You have inspired me, Mr. Halliday. This week I took a fresh look into my overly-familiar recipe for carrot breakfast muffins. I re-invigorated them by concentrating on the earthy richness of the carrots themselves and then dressed them up with bursts of warming ginger, sassy orange marmalade and the temptation of dark chocolate.

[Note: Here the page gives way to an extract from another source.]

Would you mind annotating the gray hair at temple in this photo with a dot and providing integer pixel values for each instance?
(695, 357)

They might just be a step on the path to “get in touch with a piece of carrot, and get in touch with the soil, the rain, the sunshine.”

Carrot, Chocolate and Marmalade Muffins

Makes one dozen muffins

  • 2 ¼ cups all-purpose flour

  • ½ cup granulated sugar, plus additional for sprinkling before baking

  • 1/3 cup dark brown sugar

  • 1 Tbsp baking powder

  • ½ tsp baking soda

  • ½ tsp fine sea salt

  • 2 tsp ground ginger

  • 1 tsp ground cinnamon

  • 2 large eggs

  • ¾ cup buttermilk

  • 2/3 cup vegetable or canola oil

  • ½ tsp vanilla paste

  • ½ cup orange marmalade

  • 1 ½ cups grated carrots (should be about 3 carrots)

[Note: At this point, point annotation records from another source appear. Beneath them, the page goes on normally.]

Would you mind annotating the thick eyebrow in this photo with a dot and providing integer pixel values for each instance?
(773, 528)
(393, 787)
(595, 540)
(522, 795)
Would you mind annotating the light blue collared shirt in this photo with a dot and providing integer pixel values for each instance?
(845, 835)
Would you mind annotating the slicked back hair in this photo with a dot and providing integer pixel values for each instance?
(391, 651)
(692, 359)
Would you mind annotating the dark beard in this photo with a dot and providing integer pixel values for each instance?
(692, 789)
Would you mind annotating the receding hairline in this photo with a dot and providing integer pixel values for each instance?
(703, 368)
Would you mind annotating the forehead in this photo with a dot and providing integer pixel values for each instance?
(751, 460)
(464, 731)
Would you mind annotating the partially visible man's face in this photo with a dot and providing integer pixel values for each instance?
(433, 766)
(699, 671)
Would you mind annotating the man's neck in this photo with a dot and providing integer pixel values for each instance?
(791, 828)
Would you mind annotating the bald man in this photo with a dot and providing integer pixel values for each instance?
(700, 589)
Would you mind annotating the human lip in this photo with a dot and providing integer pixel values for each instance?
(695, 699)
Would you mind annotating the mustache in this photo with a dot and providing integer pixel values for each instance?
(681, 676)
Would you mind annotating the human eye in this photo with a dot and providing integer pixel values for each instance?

  • ½ cup mini-chocolate chips

1)     Preheat your oven to 400 degrees and line your muffin tin with muffin wrappers (you want something slightly taller than the tin).

2)     In a large bowl, whisk together the flour, two sugars, baking powder and soda, fine sea salt, ginger and cinnamon.

3)     In a medium bowl, whisk together the two eggs, buttermilk, oil, vanilla and marmalade.

4)     In another medium bowl, grate your carrots.

5)     Add the wet mix to the dry and fold together just until no clumps of dry remain.

6)     Fold in the grated carrots and mini chocolate chips.

7)     Divide the batter between the muffin cups (they will be full). Sprinkle the tops with a bit of granulated sugar.

8)     Place the tin in the oven, close the oven door and reduce the heat to 375 degrees. Bake the muffins for roughly 25 minutes until tops are dry and cracked.

9)     Remove the tin from the oven and let sit on a wire rack for 10 minutes before removing the muffins to slightly cool the chocolate before eating.

David Halliday (American: born 1958), “Fish Heads & Pumpkin,” 2007, Archival pigment print, Private collection.

David Halliday (American: born 1958), “Parmesan and Tomatoes,” 2007, Archival pigment print, Private collection.

David Halliday (American: born 1958), “Bread House,” 2007, Archival pigment print, Private collection.